We’ve said it a million times that the blurring and ghosting artifacts are the worst side effects of TAA and, at least in our opinion, it is great that someone is actually trying to resolve these issues. Now I don’t know whether developers will even use adaptive ray tracing as NVIDIA’s latest GPUs are currently the only graphics cards that support real-time ray tracing but it’s at least an option now.

Realistically speaking, I don’t expect developers to be using adaptive ray tracing in order to enhance TAA in the foreseeable future. Still, it would have been great to see a game taking advantage of it in order to see for ourselves whether it’s worth using ray tracing in order to address all of TAA’s issues.

Kudos to our reader Metal Messiah for bringing this to our attention!

8 thoughts on “NVIDIA aims to remove TAA blurring and ghosting artifacts with adaptive ray tracing in games”

  1. better if they put shortcut to enable or disable raytracing in real time when needed or maybe hybrid solution by fps

  2. This ‘metal messiah’ member has been providing quite interesting news articles to dsog lately. let us see how this adaptive ray tracing solution works out tho. cheers.

  3. Sounds like Nvidia are starting to admit their implementation of DXR is not yet market ready with the 20 series as they struggle to find a workable use for it.

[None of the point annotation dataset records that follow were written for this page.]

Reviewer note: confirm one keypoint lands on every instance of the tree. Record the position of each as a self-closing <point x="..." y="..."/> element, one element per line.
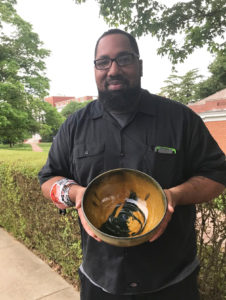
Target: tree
<point x="22" y="75"/>
<point x="182" y="88"/>
<point x="72" y="107"/>
<point x="196" y="23"/>
<point x="49" y="119"/>
<point x="217" y="80"/>
<point x="21" y="53"/>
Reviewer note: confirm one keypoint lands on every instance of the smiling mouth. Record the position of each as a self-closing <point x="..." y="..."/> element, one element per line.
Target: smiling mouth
<point x="115" y="85"/>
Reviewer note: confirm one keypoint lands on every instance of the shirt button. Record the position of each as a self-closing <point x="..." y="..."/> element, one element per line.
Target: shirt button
<point x="133" y="284"/>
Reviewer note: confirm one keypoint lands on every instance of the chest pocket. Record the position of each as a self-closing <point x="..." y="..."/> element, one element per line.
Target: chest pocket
<point x="166" y="168"/>
<point x="88" y="161"/>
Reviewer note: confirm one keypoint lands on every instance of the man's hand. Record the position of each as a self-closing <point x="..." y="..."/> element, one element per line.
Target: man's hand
<point x="169" y="213"/>
<point x="76" y="194"/>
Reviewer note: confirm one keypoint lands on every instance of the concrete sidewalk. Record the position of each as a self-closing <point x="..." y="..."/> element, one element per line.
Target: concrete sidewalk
<point x="24" y="276"/>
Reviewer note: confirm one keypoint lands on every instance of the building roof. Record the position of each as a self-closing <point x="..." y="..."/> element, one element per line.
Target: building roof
<point x="215" y="102"/>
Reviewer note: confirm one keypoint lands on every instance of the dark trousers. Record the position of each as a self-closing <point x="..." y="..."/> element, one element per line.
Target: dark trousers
<point x="185" y="290"/>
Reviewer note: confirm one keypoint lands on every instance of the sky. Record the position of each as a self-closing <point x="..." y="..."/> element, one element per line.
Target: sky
<point x="70" y="32"/>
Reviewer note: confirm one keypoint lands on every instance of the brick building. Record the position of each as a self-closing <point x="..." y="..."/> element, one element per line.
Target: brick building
<point x="61" y="101"/>
<point x="213" y="112"/>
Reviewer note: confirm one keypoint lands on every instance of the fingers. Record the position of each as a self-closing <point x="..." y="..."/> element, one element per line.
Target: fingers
<point x="164" y="223"/>
<point x="86" y="226"/>
<point x="79" y="195"/>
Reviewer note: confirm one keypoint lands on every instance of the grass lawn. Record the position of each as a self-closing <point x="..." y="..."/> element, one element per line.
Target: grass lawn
<point x="45" y="146"/>
<point x="24" y="147"/>
<point x="22" y="157"/>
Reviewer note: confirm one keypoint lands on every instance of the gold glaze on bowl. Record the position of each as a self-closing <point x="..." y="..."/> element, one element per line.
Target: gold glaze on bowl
<point x="124" y="207"/>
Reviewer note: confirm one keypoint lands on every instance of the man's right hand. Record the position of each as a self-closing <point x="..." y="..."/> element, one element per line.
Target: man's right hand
<point x="76" y="193"/>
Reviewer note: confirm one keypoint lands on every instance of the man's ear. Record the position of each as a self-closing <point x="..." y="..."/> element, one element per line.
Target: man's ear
<point x="141" y="67"/>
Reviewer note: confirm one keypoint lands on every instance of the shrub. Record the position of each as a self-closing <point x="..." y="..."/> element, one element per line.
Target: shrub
<point x="36" y="222"/>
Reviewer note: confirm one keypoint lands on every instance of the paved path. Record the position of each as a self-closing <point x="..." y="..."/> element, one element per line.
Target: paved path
<point x="24" y="276"/>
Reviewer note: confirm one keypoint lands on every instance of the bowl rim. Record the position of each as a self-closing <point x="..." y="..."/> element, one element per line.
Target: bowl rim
<point x="142" y="236"/>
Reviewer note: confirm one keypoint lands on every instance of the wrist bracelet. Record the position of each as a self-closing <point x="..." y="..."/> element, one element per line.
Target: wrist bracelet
<point x="59" y="193"/>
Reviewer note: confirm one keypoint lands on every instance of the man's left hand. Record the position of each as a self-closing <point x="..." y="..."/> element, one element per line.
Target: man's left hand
<point x="167" y="218"/>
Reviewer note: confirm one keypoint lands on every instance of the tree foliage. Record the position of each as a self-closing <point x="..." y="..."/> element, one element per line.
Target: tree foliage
<point x="72" y="107"/>
<point x="21" y="52"/>
<point x="49" y="119"/>
<point x="22" y="76"/>
<point x="195" y="23"/>
<point x="192" y="87"/>
<point x="182" y="88"/>
<point x="217" y="80"/>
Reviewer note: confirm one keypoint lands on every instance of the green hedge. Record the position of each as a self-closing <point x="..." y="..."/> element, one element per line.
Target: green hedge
<point x="36" y="222"/>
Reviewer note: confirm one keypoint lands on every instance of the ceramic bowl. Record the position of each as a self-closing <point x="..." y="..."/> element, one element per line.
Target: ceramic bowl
<point x="124" y="207"/>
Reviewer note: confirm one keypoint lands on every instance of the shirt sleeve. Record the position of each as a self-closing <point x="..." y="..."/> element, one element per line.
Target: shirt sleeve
<point x="58" y="162"/>
<point x="205" y="157"/>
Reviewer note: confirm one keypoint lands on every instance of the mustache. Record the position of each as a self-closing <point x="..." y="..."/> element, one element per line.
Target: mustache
<point x="112" y="79"/>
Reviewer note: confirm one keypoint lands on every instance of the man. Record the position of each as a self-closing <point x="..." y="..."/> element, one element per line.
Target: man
<point x="129" y="127"/>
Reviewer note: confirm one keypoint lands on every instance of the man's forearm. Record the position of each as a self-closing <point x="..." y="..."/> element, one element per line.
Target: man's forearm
<point x="75" y="192"/>
<point x="196" y="190"/>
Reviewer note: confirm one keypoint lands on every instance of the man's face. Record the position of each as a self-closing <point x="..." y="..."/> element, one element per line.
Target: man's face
<point x="117" y="78"/>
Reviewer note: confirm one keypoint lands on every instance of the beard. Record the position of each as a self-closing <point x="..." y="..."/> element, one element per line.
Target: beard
<point x="120" y="101"/>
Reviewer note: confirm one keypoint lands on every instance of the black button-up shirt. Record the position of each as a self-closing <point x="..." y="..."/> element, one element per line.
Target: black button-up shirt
<point x="91" y="142"/>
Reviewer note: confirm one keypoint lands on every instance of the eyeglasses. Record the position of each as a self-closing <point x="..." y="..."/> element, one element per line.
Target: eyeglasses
<point x="122" y="60"/>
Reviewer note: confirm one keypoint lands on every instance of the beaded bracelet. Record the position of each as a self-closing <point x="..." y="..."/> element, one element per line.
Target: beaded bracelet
<point x="59" y="193"/>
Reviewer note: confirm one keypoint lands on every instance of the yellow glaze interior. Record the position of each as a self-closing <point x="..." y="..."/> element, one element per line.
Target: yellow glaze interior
<point x="113" y="188"/>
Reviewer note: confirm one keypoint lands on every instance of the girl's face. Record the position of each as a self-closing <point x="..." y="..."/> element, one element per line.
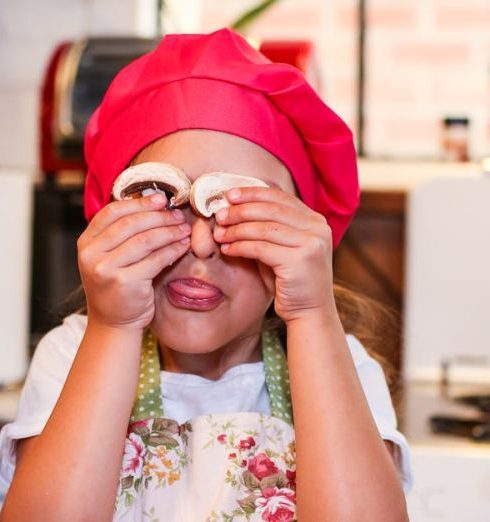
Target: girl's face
<point x="247" y="286"/>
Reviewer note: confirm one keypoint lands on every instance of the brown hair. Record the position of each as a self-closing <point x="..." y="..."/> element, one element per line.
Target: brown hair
<point x="375" y="325"/>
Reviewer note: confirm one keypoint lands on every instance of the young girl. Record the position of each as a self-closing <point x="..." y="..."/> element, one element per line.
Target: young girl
<point x="172" y="399"/>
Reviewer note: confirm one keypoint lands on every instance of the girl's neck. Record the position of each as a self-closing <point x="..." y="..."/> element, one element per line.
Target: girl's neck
<point x="214" y="364"/>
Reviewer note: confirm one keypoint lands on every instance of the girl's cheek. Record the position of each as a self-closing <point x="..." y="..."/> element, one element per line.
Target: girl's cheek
<point x="268" y="278"/>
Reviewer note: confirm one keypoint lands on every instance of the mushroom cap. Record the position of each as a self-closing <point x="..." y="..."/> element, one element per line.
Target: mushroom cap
<point x="208" y="191"/>
<point x="161" y="176"/>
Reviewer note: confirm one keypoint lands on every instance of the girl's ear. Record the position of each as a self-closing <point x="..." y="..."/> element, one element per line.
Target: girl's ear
<point x="268" y="278"/>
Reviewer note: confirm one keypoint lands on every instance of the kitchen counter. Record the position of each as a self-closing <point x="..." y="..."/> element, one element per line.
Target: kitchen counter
<point x="402" y="176"/>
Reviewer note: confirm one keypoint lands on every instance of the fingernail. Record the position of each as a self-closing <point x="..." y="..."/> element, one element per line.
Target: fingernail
<point x="157" y="198"/>
<point x="177" y="214"/>
<point x="233" y="194"/>
<point x="221" y="215"/>
<point x="219" y="232"/>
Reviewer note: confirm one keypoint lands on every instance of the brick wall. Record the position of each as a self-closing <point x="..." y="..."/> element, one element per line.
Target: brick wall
<point x="425" y="60"/>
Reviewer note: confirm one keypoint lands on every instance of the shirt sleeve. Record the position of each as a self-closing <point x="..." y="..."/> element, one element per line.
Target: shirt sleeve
<point x="376" y="390"/>
<point x="47" y="373"/>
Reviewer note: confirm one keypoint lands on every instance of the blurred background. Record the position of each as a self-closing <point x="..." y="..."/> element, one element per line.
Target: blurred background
<point x="412" y="79"/>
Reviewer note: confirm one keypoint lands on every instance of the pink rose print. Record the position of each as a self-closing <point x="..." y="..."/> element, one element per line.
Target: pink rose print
<point x="291" y="476"/>
<point x="134" y="452"/>
<point x="262" y="466"/>
<point x="276" y="505"/>
<point x="247" y="443"/>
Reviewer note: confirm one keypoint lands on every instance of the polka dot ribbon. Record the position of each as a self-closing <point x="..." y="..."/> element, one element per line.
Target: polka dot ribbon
<point x="148" y="402"/>
<point x="277" y="376"/>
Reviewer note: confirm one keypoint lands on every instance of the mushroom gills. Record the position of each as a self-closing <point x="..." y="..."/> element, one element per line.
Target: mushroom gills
<point x="149" y="178"/>
<point x="147" y="188"/>
<point x="208" y="192"/>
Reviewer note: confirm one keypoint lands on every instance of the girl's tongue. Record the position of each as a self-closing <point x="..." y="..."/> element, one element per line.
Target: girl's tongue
<point x="194" y="288"/>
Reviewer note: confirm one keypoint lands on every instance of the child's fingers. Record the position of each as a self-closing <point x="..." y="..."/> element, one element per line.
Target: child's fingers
<point x="154" y="263"/>
<point x="143" y="244"/>
<point x="133" y="224"/>
<point x="268" y="253"/>
<point x="298" y="218"/>
<point x="271" y="232"/>
<point x="117" y="209"/>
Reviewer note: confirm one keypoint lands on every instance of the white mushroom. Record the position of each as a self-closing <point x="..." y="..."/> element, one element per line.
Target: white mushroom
<point x="208" y="191"/>
<point x="152" y="177"/>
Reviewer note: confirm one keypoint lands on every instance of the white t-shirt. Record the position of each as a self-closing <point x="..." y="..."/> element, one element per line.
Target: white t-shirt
<point x="185" y="396"/>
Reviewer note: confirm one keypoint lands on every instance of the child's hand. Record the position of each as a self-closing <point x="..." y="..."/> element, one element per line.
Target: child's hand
<point x="124" y="247"/>
<point x="279" y="230"/>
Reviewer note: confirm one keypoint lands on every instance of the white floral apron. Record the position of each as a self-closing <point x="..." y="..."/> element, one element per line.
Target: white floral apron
<point x="220" y="467"/>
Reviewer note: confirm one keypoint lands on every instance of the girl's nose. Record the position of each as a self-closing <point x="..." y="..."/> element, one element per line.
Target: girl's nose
<point x="203" y="244"/>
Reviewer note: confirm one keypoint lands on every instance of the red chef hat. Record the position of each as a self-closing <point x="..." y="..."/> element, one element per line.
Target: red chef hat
<point x="218" y="81"/>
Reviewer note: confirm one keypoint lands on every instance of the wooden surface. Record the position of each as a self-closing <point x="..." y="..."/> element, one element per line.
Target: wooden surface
<point x="370" y="259"/>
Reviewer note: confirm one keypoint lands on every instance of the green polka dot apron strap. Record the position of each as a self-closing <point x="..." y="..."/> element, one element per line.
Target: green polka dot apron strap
<point x="148" y="402"/>
<point x="277" y="376"/>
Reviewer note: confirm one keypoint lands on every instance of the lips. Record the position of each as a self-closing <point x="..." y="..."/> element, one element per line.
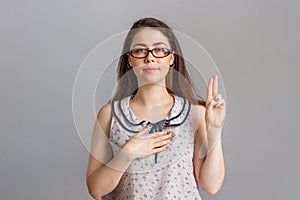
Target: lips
<point x="151" y="69"/>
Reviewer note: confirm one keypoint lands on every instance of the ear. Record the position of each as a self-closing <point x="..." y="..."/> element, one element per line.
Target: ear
<point x="172" y="59"/>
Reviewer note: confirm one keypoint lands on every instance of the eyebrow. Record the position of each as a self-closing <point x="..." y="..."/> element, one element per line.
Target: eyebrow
<point x="154" y="44"/>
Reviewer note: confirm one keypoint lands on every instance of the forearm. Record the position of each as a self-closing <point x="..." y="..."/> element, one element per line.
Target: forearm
<point x="213" y="171"/>
<point x="105" y="179"/>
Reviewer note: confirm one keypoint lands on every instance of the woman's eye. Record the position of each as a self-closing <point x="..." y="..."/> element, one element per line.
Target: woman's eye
<point x="139" y="50"/>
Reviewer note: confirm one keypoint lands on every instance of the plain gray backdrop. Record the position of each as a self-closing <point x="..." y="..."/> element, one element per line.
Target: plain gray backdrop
<point x="255" y="44"/>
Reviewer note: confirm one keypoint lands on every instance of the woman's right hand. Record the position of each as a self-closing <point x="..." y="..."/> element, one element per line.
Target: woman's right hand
<point x="144" y="144"/>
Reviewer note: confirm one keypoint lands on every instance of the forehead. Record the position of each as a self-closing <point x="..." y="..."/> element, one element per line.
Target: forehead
<point x="149" y="36"/>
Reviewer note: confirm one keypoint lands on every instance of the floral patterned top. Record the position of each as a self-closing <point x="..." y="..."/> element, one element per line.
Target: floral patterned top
<point x="166" y="175"/>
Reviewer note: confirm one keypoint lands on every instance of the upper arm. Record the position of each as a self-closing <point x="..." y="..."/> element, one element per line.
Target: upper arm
<point x="199" y="140"/>
<point x="100" y="151"/>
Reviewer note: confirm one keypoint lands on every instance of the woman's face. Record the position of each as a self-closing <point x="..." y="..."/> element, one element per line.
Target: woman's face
<point x="150" y="69"/>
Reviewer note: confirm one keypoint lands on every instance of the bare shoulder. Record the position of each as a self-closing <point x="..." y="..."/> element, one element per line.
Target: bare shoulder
<point x="198" y="116"/>
<point x="104" y="117"/>
<point x="198" y="110"/>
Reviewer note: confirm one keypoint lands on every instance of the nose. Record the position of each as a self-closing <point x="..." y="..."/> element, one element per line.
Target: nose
<point x="149" y="58"/>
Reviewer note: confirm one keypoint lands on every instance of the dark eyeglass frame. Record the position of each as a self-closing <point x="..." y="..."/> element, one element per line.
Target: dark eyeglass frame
<point x="169" y="51"/>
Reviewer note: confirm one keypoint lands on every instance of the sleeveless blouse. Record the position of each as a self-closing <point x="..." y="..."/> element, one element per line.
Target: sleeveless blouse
<point x="166" y="175"/>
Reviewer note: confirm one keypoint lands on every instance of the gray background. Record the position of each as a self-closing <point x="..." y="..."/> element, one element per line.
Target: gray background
<point x="42" y="44"/>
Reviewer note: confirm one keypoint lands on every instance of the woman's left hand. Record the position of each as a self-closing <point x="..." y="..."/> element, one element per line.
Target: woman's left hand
<point x="215" y="105"/>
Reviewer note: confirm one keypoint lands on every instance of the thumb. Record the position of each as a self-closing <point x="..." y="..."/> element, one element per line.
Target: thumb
<point x="143" y="132"/>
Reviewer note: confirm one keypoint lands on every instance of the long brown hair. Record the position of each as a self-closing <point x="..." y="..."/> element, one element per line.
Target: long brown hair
<point x="178" y="80"/>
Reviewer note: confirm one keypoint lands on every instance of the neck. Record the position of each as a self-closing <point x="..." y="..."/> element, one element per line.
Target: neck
<point x="152" y="94"/>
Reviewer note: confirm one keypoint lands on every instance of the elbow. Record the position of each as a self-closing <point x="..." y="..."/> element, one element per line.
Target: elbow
<point x="211" y="188"/>
<point x="94" y="193"/>
<point x="212" y="191"/>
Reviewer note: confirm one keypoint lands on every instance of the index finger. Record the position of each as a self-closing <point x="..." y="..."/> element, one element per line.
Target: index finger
<point x="215" y="86"/>
<point x="209" y="89"/>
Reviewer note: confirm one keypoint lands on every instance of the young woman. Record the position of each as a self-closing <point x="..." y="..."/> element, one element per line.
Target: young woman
<point x="156" y="139"/>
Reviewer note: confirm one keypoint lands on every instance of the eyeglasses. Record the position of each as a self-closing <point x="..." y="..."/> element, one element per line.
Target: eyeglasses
<point x="156" y="52"/>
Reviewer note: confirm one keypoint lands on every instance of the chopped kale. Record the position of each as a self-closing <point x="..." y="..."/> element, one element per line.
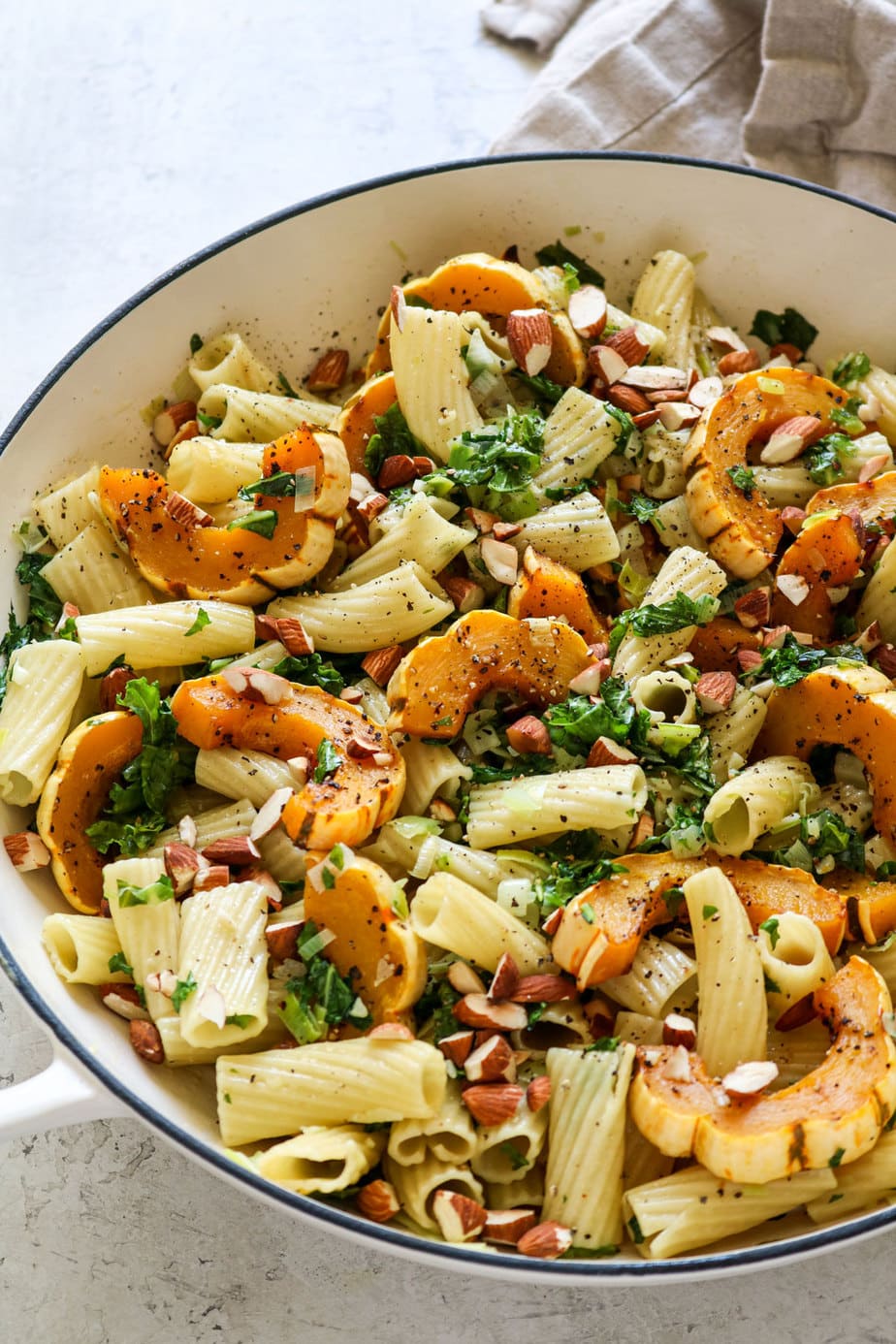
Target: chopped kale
<point x="279" y="486"/>
<point x="743" y="479"/>
<point x="203" y="619"/>
<point x="576" y="862"/>
<point x="541" y="387"/>
<point x="662" y="619"/>
<point x="821" y="835"/>
<point x="851" y="368"/>
<point x="640" y="507"/>
<point x="155" y="894"/>
<point x="558" y="254"/>
<point x="787" y="328"/>
<point x="321" y="996"/>
<point x="434" y="1008"/>
<point x="825" y="459"/>
<point x="310" y="669"/>
<point x="261" y="521"/>
<point x="498" y="459"/>
<point x="135" y="811"/>
<point x="393" y="438"/>
<point x="847" y="417"/>
<point x="328" y="761"/>
<point x="794" y="660"/>
<point x="183" y="989"/>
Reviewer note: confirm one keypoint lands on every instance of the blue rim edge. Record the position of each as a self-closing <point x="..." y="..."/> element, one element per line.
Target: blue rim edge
<point x="454" y="1257"/>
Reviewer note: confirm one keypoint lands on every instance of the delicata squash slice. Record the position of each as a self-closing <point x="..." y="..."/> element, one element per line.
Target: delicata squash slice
<point x="743" y="531"/>
<point x="355" y="425"/>
<point x="547" y="588"/>
<point x="178" y="551"/>
<point x="875" y="498"/>
<point x="832" y="1116"/>
<point x="826" y="554"/>
<point x="602" y="941"/>
<point x="384" y="957"/>
<point x="853" y="707"/>
<point x="442" y="679"/>
<point x="355" y="783"/>
<point x="871" y="905"/>
<point x="476" y="282"/>
<point x="89" y="762"/>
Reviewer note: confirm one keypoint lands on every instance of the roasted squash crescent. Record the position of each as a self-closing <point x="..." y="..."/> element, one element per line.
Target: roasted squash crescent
<point x="833" y="1114"/>
<point x="480" y="284"/>
<point x="89" y="762"/>
<point x="853" y="709"/>
<point x="384" y="957"/>
<point x="177" y="554"/>
<point x="620" y="911"/>
<point x="438" y="683"/>
<point x="742" y="528"/>
<point x="359" y="794"/>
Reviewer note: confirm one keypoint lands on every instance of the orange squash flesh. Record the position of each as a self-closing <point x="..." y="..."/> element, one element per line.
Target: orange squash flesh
<point x="89" y="762"/>
<point x="849" y="707"/>
<point x="480" y="284"/>
<point x="233" y="566"/>
<point x="833" y="1114"/>
<point x="874" y="498"/>
<point x="715" y="645"/>
<point x="826" y="556"/>
<point x="441" y="681"/>
<point x="872" y="905"/>
<point x="355" y="425"/>
<point x="348" y="804"/>
<point x="743" y="533"/>
<point x="547" y="588"/>
<point x="629" y="905"/>
<point x="386" y="958"/>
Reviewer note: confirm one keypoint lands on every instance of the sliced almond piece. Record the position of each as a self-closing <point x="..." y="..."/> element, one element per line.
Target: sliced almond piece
<point x="377" y="1200"/>
<point x="500" y="560"/>
<point x="715" y="691"/>
<point x="655" y="376"/>
<point x="589" y="310"/>
<point x="464" y="978"/>
<point x="506" y="1226"/>
<point x="752" y="1078"/>
<point x="492" y="1104"/>
<point x="606" y="365"/>
<point x="491" y="1061"/>
<point x="529" y="334"/>
<point x="460" y="1218"/>
<point x="506" y="977"/>
<point x="546" y="1240"/>
<point x="480" y="1010"/>
<point x="269" y="815"/>
<point x="679" y="1030"/>
<point x="705" y="392"/>
<point x="27" y="851"/>
<point x="677" y="414"/>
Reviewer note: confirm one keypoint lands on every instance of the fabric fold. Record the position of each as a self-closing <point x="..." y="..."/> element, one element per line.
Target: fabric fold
<point x="802" y="89"/>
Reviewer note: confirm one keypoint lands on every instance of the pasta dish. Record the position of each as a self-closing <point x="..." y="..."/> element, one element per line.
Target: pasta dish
<point x="483" y="762"/>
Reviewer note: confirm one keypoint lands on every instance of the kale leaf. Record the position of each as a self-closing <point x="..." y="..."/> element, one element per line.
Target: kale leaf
<point x="662" y="619"/>
<point x="558" y="254"/>
<point x="787" y="328"/>
<point x="393" y="437"/>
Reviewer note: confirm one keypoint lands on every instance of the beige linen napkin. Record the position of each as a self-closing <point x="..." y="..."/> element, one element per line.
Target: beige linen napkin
<point x="805" y="87"/>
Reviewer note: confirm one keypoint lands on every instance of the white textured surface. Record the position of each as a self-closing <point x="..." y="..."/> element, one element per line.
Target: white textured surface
<point x="125" y="143"/>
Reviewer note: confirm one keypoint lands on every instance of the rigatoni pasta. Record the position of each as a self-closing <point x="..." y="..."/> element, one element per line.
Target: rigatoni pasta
<point x="454" y="780"/>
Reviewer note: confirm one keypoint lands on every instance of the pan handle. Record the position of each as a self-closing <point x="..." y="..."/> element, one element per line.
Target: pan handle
<point x="62" y="1094"/>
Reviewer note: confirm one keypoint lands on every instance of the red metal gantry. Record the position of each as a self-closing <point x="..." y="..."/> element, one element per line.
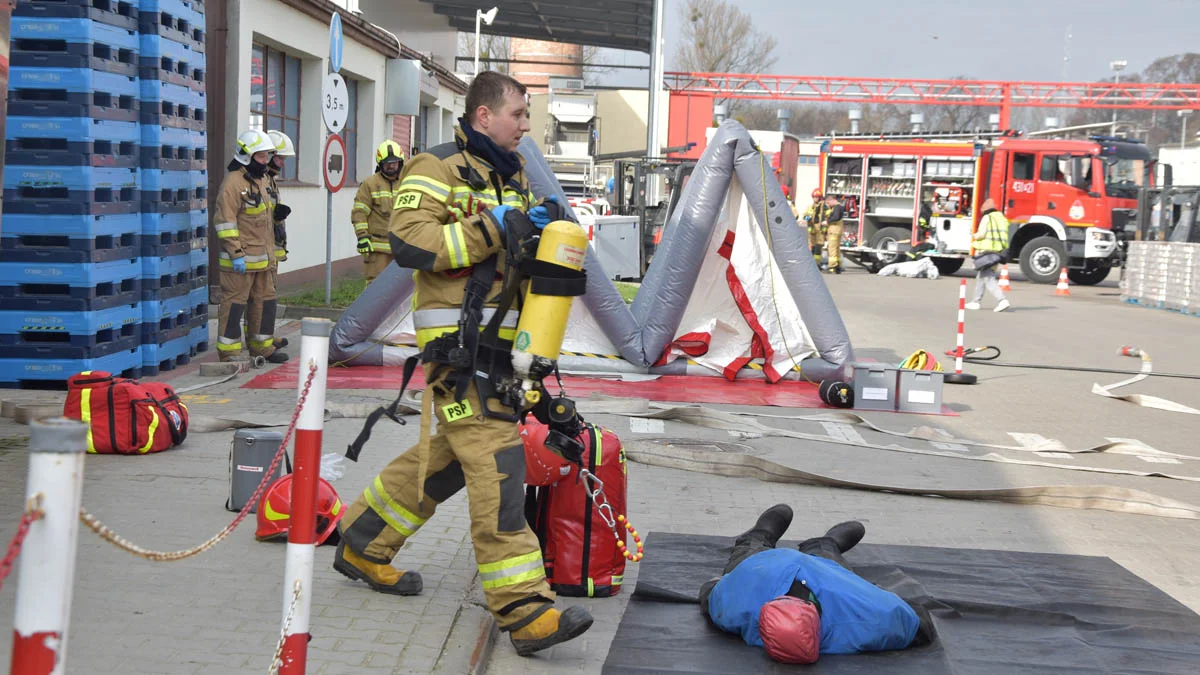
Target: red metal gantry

  4. Probably should have put ‘in modern games’, temporal AA solutions are the most used in modern games for sure.

  5. >”We’ve said it a million times that the blurring and ghosting artifacts are the worst side effects of TAA and, at least in our opinion, it is great that someone is actually trying to resolve these issues.”

    Everyone who has ever worked on TAA tried to resolve these issues. It’s just not a trivial problem. And 16 ms of post-processing time doesn’t sound good. This would guarantee a framerate under 60. So without drastically improved hardware this technique won’t be useful in games that are to be played rather than watched.

    1. It “operates within a 16ms frame budget.” It doesn’t take 16 ms by itself. Basically, they’re saying, “Yes, you can maintain 60 FPS with this approach.”

  6. This is something new. Good find.

    I just wonder how will NVIDIA improve on the current blurry issue which has been caused by DLSS, since they have a lot of work to do, depending on the game title. And on top of that. if they plan to use adaptive ray tracing to counter TAA, I would love to see some comparison screen shots as well.